Tuesday 5 April 2011

Free Beer: A Plea for Open Data [About Beer]

(I wrote most of this right after my viva, but got a bit sidetracked...)
Hey look, my first blog post about beer (or at least beer metadata).

So yesterday a few weeks ago, Tim Cowlishaw (@mistertim ) stated this on twitter:
To which I replied with this :


(Scraping is a way to get the info a human reads, say on a website into a format a computer program can read. More on why I'd want to do that in a minute...)
Which was followed by what I thought was a reasonable request:

Now at this point I had figured that was the end of it. Both rate beer or beer advocate ignored my requests for data a year or so ago, I was expecting the same this time. However, beer advocate responded via twitter:

(Note that the link to the tweet no longer resolves, because beeradvocate decided to delete this tweet a couple hours later. The screen capture was taken from my twitter client just after the deletion...)
Now, I hadn't been prepared for such knee-jerk nastiness regarding seemingly reasonable data requests and neither had Tim as he quickly push out this series of messages:

While I and others pushed some similar responses, Tim's summarize things really well: boo, disdain, technical critique. (after this both Tim and I appeared to be blocked from following beeradvocate...)

The crux of all this is that I (and it would appear others, but from here I speak only for myself) would love to have access to structured data (as a service or, better yet, as documents) about beer and the people who drink it.

I'd love to build browser-based applications that do cross-domain recommendation of say beer and music. But in order to do that I'd need data about people's taste, in beer and music. Lots of options to work with in the music domain. But beer? Machine readable beer data is harder to find.

Both ratebeer and beer advocate have a great deal of this data, it's just not (openly) machine readable. In ratebeer's case this is entirely crowdsourced and for beer advocate this is true for their community pages. There's a compelling case that crowdsourced data should be as open as possible, given that the data itself comes from the public at large. But beyond the moral case, opening your data means that the wide-world of evening and weekend software developers/architects/designers/whatevers (many have the same job during the day) will expand what is possible a site's data in a way that will benefit said site (like my half baked idea above). This, in essence, is the commercial argument for supporting open data and has been shown to be extremely effective in other domains (say, to pick one at random, music). And there is a simply massive spread of open data apis (again, both service and document) but barely any covering data about my favourite topic that isn't music, beer. So what do you say ratebeer or beeradvocate? How about some nice strucutured data?

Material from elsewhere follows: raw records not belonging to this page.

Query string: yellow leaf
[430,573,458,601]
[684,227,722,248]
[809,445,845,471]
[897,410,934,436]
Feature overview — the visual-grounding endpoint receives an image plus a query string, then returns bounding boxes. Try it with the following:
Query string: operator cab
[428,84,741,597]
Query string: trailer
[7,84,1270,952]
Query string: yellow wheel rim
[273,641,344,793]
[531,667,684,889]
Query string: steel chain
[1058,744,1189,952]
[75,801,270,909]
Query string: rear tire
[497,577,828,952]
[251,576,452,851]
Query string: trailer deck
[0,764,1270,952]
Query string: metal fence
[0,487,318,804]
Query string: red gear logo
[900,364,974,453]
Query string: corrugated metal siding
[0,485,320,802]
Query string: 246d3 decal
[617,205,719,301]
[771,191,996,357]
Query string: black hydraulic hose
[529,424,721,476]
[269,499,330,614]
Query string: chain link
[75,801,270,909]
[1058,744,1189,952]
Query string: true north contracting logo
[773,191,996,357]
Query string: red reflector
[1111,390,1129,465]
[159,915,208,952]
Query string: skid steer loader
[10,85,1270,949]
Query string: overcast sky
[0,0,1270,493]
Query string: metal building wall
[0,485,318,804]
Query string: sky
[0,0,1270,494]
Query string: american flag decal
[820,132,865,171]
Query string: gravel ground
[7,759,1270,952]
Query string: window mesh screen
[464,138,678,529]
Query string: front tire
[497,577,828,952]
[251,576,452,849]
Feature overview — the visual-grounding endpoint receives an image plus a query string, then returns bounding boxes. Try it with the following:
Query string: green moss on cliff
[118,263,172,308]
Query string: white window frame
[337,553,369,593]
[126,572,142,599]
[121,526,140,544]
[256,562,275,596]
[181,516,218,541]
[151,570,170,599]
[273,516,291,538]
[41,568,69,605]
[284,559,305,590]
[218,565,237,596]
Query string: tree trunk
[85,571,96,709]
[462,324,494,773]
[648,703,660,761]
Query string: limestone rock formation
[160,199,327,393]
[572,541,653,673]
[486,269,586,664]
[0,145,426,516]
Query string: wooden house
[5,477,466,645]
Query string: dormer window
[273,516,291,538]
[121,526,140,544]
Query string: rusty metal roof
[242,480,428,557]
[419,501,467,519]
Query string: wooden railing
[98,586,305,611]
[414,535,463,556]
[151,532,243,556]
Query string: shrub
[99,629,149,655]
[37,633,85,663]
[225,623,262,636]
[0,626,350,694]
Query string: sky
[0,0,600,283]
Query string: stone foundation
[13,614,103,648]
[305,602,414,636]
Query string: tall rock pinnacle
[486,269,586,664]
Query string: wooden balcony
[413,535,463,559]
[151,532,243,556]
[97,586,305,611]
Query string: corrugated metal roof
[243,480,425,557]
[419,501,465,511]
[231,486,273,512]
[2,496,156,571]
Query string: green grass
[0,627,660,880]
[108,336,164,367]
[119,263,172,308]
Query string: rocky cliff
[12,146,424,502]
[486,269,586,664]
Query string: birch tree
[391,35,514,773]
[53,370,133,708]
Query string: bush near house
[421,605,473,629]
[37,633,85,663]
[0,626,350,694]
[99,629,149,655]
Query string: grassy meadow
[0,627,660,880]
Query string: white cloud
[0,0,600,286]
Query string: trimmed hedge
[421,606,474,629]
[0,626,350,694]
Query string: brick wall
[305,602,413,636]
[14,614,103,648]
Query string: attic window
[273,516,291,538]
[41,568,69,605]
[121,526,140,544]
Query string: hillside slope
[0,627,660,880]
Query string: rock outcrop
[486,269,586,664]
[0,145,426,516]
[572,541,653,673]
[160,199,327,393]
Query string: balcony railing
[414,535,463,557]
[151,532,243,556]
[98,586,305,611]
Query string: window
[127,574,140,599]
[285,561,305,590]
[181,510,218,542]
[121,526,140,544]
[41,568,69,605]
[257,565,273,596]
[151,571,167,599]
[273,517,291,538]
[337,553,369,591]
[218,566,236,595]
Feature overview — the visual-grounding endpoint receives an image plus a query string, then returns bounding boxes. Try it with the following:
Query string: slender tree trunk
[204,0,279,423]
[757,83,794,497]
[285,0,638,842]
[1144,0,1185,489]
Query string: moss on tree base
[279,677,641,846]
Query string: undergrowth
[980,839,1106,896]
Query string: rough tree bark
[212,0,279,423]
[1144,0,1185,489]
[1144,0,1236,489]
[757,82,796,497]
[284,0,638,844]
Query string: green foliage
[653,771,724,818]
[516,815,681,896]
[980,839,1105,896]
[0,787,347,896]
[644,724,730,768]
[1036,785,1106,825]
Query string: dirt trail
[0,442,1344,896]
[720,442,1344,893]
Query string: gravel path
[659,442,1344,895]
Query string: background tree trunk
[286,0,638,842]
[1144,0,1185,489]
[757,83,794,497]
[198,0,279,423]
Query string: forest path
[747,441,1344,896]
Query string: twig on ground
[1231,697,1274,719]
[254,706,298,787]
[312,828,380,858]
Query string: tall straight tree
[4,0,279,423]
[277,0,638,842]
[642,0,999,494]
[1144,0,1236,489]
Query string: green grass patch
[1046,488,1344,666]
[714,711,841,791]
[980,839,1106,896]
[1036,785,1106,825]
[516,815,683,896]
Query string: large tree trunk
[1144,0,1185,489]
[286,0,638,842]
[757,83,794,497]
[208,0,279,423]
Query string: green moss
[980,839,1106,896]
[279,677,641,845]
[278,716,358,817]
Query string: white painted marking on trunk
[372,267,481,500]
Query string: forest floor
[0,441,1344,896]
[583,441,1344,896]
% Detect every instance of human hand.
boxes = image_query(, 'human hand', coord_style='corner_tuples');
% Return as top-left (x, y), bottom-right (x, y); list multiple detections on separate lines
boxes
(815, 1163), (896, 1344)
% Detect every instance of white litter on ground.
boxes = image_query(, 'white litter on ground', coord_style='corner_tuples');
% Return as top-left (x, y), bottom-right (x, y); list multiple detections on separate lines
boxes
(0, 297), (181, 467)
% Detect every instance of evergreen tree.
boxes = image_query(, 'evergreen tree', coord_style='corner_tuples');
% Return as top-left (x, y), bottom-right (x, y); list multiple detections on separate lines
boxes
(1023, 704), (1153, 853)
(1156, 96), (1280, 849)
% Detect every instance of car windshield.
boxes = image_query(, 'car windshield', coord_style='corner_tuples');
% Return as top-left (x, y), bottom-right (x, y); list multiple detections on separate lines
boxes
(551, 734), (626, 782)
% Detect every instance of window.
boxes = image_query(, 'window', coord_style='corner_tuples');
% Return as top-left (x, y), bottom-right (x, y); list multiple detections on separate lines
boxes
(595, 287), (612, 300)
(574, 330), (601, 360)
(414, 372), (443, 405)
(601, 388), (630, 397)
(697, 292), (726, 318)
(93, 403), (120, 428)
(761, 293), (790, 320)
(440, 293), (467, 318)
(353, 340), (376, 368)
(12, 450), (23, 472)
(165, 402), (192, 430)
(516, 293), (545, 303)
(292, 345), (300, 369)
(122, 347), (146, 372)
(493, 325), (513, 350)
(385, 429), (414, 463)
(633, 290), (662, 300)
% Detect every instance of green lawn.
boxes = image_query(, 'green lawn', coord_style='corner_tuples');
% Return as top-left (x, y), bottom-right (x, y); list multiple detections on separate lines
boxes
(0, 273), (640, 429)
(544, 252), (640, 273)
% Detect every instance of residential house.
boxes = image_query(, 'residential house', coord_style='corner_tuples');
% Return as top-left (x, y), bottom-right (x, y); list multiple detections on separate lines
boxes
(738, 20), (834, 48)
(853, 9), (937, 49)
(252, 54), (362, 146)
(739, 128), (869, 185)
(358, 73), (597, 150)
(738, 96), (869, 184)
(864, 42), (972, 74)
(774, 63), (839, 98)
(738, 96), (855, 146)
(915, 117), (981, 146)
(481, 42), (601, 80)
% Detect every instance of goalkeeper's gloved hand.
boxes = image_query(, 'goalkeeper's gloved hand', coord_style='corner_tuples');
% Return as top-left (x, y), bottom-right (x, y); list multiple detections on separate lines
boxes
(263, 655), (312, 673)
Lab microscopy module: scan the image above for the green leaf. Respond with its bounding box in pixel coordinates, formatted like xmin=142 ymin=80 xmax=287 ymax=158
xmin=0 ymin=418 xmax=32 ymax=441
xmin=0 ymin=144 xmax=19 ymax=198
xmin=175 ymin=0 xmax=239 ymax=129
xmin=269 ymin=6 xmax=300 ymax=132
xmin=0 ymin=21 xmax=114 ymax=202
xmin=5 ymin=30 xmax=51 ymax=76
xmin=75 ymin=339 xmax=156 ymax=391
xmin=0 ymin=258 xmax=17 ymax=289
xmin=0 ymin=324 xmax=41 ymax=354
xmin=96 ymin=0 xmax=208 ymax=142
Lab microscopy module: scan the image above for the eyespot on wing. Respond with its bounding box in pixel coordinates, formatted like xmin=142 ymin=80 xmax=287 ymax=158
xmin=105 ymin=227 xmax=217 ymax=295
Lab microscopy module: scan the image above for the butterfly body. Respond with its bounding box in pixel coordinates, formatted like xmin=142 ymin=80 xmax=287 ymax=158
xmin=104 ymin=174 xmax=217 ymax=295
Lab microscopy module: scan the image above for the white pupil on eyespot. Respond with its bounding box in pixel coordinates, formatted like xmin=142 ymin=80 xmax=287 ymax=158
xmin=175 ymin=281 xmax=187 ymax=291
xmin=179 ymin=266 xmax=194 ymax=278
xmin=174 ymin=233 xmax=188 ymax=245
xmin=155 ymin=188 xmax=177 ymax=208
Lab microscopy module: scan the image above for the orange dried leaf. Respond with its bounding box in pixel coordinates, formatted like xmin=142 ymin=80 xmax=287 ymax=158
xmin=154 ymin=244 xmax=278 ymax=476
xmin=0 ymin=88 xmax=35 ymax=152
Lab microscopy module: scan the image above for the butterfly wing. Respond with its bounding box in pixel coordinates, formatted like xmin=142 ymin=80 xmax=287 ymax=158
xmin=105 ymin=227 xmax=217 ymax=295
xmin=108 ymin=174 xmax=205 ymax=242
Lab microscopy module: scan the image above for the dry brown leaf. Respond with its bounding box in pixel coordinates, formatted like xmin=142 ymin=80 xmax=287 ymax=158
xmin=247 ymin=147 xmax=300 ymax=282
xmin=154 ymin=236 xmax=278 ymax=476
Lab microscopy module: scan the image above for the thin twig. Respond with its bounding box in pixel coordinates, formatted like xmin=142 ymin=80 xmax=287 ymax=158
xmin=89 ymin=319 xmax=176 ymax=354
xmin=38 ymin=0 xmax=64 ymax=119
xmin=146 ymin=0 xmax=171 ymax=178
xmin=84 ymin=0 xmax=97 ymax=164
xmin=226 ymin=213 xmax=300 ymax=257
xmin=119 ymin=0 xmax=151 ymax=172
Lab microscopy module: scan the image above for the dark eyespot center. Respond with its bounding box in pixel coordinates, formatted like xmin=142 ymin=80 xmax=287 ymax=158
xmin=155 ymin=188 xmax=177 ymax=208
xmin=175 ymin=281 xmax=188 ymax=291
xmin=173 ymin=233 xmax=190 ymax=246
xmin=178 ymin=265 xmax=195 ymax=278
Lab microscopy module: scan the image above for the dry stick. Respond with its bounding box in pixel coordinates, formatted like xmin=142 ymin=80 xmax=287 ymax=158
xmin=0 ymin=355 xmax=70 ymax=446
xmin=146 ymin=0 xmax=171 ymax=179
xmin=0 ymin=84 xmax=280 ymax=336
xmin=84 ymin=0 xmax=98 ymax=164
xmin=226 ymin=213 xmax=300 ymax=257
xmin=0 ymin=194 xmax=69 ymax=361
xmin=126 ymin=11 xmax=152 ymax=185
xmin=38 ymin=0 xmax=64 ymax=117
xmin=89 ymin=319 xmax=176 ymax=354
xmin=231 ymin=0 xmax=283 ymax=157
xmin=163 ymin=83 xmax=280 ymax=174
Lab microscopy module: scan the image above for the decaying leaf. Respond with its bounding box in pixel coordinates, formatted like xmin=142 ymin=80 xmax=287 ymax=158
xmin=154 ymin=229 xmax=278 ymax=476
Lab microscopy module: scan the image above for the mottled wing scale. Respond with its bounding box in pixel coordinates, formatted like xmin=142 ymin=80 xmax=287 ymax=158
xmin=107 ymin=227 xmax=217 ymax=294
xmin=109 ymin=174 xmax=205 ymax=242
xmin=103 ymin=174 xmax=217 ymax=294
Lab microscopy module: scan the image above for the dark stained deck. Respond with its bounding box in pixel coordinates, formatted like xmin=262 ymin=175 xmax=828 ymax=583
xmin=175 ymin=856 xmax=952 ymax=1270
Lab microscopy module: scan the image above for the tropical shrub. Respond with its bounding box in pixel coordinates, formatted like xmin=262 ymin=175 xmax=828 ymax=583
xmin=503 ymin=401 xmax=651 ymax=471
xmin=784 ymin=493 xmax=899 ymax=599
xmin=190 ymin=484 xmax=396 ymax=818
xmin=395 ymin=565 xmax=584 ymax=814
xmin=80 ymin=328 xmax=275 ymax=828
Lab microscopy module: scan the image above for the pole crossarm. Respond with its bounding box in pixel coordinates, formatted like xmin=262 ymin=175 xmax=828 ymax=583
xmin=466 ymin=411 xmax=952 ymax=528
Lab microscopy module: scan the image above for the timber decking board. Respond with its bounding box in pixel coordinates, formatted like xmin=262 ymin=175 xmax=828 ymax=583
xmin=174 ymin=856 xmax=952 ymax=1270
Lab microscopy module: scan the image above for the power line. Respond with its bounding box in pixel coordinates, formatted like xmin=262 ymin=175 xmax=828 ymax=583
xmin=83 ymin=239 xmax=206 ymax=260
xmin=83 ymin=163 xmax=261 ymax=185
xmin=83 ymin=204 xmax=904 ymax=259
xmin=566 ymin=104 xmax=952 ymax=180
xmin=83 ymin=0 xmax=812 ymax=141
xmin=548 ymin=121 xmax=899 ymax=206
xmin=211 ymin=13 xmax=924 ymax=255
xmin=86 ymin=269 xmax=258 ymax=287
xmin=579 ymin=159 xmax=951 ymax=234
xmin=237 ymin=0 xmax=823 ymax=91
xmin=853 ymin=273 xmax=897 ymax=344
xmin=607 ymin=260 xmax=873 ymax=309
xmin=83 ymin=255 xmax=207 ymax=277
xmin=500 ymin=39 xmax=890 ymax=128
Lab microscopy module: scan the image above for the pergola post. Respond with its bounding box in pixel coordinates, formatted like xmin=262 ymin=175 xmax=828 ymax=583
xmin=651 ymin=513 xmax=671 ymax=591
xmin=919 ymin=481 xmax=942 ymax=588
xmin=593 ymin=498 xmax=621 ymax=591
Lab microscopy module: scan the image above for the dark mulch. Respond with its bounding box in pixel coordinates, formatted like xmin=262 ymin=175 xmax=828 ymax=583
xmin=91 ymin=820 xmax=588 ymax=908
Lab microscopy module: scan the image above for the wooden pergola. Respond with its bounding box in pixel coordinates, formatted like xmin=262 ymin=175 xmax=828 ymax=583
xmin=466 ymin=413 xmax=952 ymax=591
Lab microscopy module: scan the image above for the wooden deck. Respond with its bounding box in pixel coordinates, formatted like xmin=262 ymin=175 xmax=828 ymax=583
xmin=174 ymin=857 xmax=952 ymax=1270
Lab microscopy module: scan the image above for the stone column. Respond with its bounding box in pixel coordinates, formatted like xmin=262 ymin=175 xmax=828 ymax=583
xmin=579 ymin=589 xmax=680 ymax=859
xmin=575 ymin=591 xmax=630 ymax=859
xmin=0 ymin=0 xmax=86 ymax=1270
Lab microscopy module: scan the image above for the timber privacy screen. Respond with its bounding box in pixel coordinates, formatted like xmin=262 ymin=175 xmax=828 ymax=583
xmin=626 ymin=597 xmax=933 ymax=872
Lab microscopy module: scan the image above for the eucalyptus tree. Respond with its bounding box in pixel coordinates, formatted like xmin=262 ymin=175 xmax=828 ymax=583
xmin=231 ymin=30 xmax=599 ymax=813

note: I should mention that there are a couple sites that are beer related and open: untappd and beerspotr. Both are good sites, though neither is quite to the point of hitting critical mass in terms of data coverage and usefulness just yet. Either might at some point in the future, but ratebeer and beeradvocate already have, the data just isn't accessable.

1 comment:

Tim said...

Totally agree with all that, Ben. The main points that bug me are:

1) A moral problem with sites that gain their value from data contributed by a community of users not playing nice and allowing that same community access to the data

2) The total shortsightedness of it in economic terms. The only way in which someone could damage a data provider's business using their own data is to do their job *better* than them - and the best way to stop that happening is to make sure you're consitently offering an excellent product. Anything else a third party could do with the data actually adds value for the business supplying the data (assuming attribution, which could very easily be enforced through CC / Science Commons licences or similar).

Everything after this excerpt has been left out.